Greathouse, who is showing his work in the back room of Vox Populi this month through October, creates the what-is-it-shapes that bring to mind my son’s old Star Wars toys, except Greathouse has had the good sense to get beyond basic gray. Furthermore, the shapes have a blocky toy look–with shallow knobs and protrusions that make me think of Lego creations.
Turns out, that’s a lie. They’re unique, they’re made of wood, and then they’re painted.
So that’s what it seems the work is about–the lie of techno-perfectability; the lie of the impersonal, factory-built product; the lie in the valuation of multiples over unique things; and the lie of a rubber ducky for every tubby–the lie of the utopian consumer culture.

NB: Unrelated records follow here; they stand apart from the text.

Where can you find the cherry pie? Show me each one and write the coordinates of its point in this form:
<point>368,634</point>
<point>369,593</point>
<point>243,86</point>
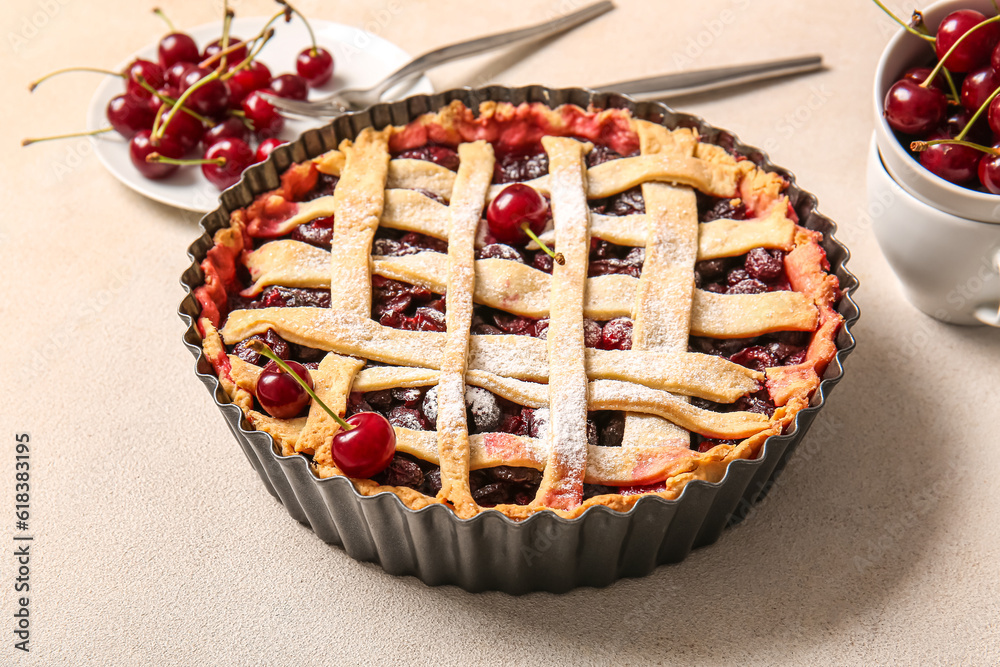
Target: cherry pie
<point>691,320</point>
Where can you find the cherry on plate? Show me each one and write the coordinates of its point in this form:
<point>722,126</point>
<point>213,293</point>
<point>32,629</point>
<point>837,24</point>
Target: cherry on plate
<point>290,86</point>
<point>266,121</point>
<point>235,56</point>
<point>315,65</point>
<point>230,128</point>
<point>177,47</point>
<point>236,156</point>
<point>267,147</point>
<point>150,72</point>
<point>141,146</point>
<point>129,115</point>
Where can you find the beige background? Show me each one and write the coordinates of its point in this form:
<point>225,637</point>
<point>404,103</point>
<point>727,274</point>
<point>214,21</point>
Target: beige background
<point>156,542</point>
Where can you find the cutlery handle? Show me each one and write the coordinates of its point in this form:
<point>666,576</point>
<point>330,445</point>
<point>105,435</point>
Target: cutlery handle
<point>482,44</point>
<point>699,81</point>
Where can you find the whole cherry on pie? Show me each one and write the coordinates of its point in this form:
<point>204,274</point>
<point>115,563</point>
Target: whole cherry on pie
<point>279,393</point>
<point>367,448</point>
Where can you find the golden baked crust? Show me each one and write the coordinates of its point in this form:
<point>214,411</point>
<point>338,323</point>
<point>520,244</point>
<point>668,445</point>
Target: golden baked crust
<point>652,382</point>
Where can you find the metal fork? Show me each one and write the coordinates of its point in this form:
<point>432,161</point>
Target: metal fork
<point>357,98</point>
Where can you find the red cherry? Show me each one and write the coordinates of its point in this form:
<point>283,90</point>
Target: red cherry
<point>184,129</point>
<point>266,147</point>
<point>989,172</point>
<point>919,74</point>
<point>173,78</point>
<point>177,47</point>
<point>209,99</point>
<point>978,85</point>
<point>140,146</point>
<point>993,115</point>
<point>266,120</point>
<point>129,115</point>
<point>516,204</point>
<point>255,76</point>
<point>234,56</point>
<point>230,128</point>
<point>912,109</point>
<point>290,86</point>
<point>366,449</point>
<point>149,71</point>
<point>975,49</point>
<point>279,393</point>
<point>315,65</point>
<point>237,155</point>
<point>951,162</point>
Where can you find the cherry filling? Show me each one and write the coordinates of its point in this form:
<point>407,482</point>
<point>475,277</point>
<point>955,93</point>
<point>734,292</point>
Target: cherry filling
<point>608,259</point>
<point>403,306</point>
<point>325,185</point>
<point>628,202</point>
<point>760,270</point>
<point>396,243</point>
<point>442,155</point>
<point>416,408</point>
<point>524,164</point>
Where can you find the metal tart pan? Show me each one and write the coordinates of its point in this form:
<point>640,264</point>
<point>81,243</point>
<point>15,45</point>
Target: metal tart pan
<point>489,551</point>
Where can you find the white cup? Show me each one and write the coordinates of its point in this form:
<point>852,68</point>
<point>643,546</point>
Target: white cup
<point>902,52</point>
<point>949,266</point>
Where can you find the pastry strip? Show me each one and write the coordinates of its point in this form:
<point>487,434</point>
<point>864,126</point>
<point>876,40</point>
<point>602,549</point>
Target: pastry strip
<point>358,202</point>
<point>519,357</point>
<point>562,481</point>
<point>466,208</point>
<point>610,178</point>
<point>663,300</point>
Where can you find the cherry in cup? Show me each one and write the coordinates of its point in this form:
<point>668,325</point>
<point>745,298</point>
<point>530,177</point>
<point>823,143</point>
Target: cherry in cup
<point>975,49</point>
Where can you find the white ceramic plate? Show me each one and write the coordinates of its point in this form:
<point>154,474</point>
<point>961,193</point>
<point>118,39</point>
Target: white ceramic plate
<point>360,59</point>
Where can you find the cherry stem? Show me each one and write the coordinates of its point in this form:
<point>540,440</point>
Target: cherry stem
<point>156,122</point>
<point>235,46</point>
<point>979,112</point>
<point>169,101</point>
<point>920,146</point>
<point>170,24</point>
<point>302,16</point>
<point>96,70</point>
<point>88,133</point>
<point>158,132</point>
<point>958,42</point>
<point>906,26</point>
<point>262,348</point>
<point>226,24</point>
<point>253,54</point>
<point>556,256</point>
<point>163,159</point>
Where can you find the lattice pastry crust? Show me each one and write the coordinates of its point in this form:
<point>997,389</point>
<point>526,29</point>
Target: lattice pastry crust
<point>652,382</point>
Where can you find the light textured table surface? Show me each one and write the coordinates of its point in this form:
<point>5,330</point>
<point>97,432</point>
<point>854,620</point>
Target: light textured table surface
<point>156,543</point>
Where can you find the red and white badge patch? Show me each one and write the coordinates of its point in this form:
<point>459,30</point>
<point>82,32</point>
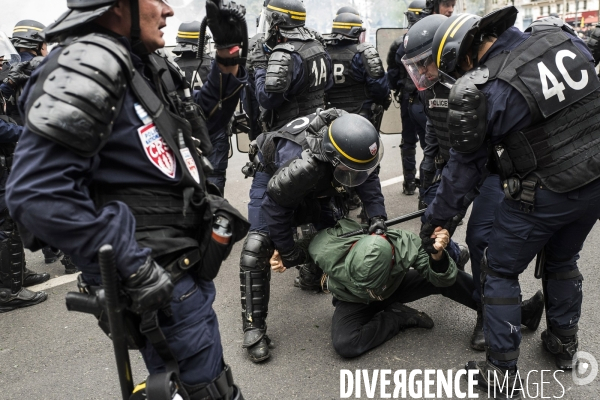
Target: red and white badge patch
<point>157,150</point>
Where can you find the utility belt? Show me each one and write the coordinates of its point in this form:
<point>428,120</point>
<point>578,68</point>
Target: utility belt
<point>139,330</point>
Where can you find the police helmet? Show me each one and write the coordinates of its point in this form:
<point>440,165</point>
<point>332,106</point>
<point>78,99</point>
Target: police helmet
<point>28,34</point>
<point>416,10</point>
<point>347,9</point>
<point>461,35</point>
<point>353,147</point>
<point>419,58</point>
<point>347,24</point>
<point>80,13</point>
<point>187,37</point>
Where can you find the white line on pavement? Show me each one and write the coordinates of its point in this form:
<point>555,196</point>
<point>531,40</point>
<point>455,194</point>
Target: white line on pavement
<point>392,181</point>
<point>61,280</point>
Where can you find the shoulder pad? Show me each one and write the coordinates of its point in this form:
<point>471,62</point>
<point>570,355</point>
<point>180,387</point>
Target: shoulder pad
<point>467,116</point>
<point>79,94</point>
<point>288,47</point>
<point>371,60</point>
<point>291,184</point>
<point>279,72</point>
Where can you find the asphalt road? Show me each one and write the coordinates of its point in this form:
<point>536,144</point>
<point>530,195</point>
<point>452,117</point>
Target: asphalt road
<point>49,353</point>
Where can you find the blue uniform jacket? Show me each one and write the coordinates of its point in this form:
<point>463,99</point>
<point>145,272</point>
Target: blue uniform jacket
<point>48,188</point>
<point>271,101</point>
<point>6,90</point>
<point>280,219</point>
<point>507,112</point>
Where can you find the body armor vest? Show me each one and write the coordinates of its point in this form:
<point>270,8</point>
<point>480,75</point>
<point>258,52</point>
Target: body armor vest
<point>436,108</point>
<point>562,145</point>
<point>346,94</point>
<point>189,65</point>
<point>312,96</point>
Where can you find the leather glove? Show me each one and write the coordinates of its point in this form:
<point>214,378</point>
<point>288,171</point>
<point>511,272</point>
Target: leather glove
<point>426,240</point>
<point>224,20</point>
<point>18,75</point>
<point>377,225</point>
<point>150,288</point>
<point>295,257</point>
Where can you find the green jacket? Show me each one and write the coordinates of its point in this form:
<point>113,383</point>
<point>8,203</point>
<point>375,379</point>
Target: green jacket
<point>329,252</point>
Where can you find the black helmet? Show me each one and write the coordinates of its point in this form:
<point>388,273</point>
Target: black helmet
<point>353,147</point>
<point>347,24</point>
<point>80,12</point>
<point>347,9</point>
<point>461,35</point>
<point>416,11</point>
<point>28,34</point>
<point>187,37</point>
<point>419,58</point>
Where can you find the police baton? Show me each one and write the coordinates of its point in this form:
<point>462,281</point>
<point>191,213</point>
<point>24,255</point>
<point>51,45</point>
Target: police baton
<point>114,311</point>
<point>390,222</point>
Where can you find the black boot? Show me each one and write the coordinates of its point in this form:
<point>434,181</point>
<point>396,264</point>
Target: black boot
<point>31,278</point>
<point>463,257</point>
<point>309,277</point>
<point>67,262</point>
<point>23,298</point>
<point>51,255</point>
<point>478,339</point>
<point>493,379</point>
<point>563,345</point>
<point>409,317</point>
<point>532,311</point>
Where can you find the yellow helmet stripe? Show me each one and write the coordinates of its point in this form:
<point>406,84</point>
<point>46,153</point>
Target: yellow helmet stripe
<point>344,154</point>
<point>24,28</point>
<point>460,20</point>
<point>345,25</point>
<point>286,11</point>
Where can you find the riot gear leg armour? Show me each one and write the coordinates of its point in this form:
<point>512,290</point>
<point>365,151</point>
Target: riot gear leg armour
<point>255,277</point>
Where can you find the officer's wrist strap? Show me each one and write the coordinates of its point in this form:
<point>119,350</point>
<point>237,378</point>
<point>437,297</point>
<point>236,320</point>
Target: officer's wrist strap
<point>229,62</point>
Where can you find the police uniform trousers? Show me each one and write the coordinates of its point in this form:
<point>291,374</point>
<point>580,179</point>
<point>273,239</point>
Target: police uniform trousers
<point>559,224</point>
<point>480,225</point>
<point>413,132</point>
<point>219,159</point>
<point>357,328</point>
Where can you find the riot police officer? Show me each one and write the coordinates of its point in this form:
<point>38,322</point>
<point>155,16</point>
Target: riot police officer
<point>298,71</point>
<point>411,109</point>
<point>122,168</point>
<point>487,195</point>
<point>301,179</point>
<point>360,85</point>
<point>538,124</point>
<point>186,51</point>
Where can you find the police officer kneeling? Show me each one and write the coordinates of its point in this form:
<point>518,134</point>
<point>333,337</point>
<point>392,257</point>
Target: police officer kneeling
<point>301,179</point>
<point>530,99</point>
<point>111,122</point>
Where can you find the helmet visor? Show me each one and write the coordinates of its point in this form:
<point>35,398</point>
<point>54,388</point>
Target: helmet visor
<point>422,70</point>
<point>352,177</point>
<point>8,51</point>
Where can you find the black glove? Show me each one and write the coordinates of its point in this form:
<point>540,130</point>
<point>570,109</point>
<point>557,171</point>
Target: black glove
<point>150,288</point>
<point>224,21</point>
<point>18,75</point>
<point>296,256</point>
<point>426,240</point>
<point>377,225</point>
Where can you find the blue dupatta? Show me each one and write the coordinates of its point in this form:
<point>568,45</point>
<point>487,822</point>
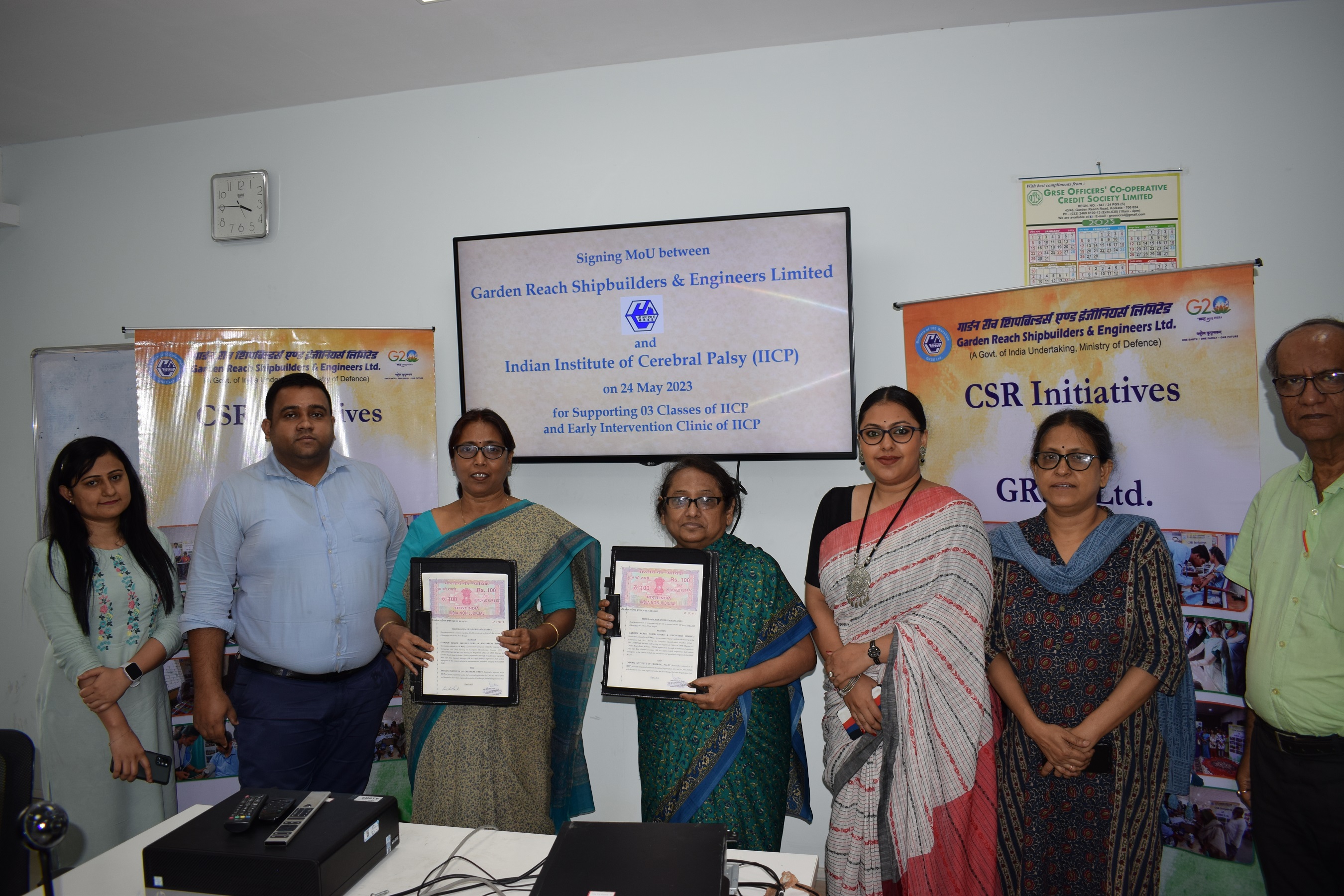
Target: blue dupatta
<point>571,672</point>
<point>1175,714</point>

The quirkiness of the shapes is the first hint that all is not what it seems. And the cheerful toys-for-boys quality keeps the pieces from falling into a dreary didacticism (right, “There is no Comfort in the Truth”). The space station content makes me think there’s also so criticism here of intergalactic imperialism–do we really want to conquer Mars and then live there? What kind of life is that?
The pieces stand in stark contrast to the quirk-less, modern, factory-made sculptures of Donald Judd, for example (left). The questioning of Modernism and all that it implies is a big topic, and somehow Greathouse has done it with some subtlety and humor.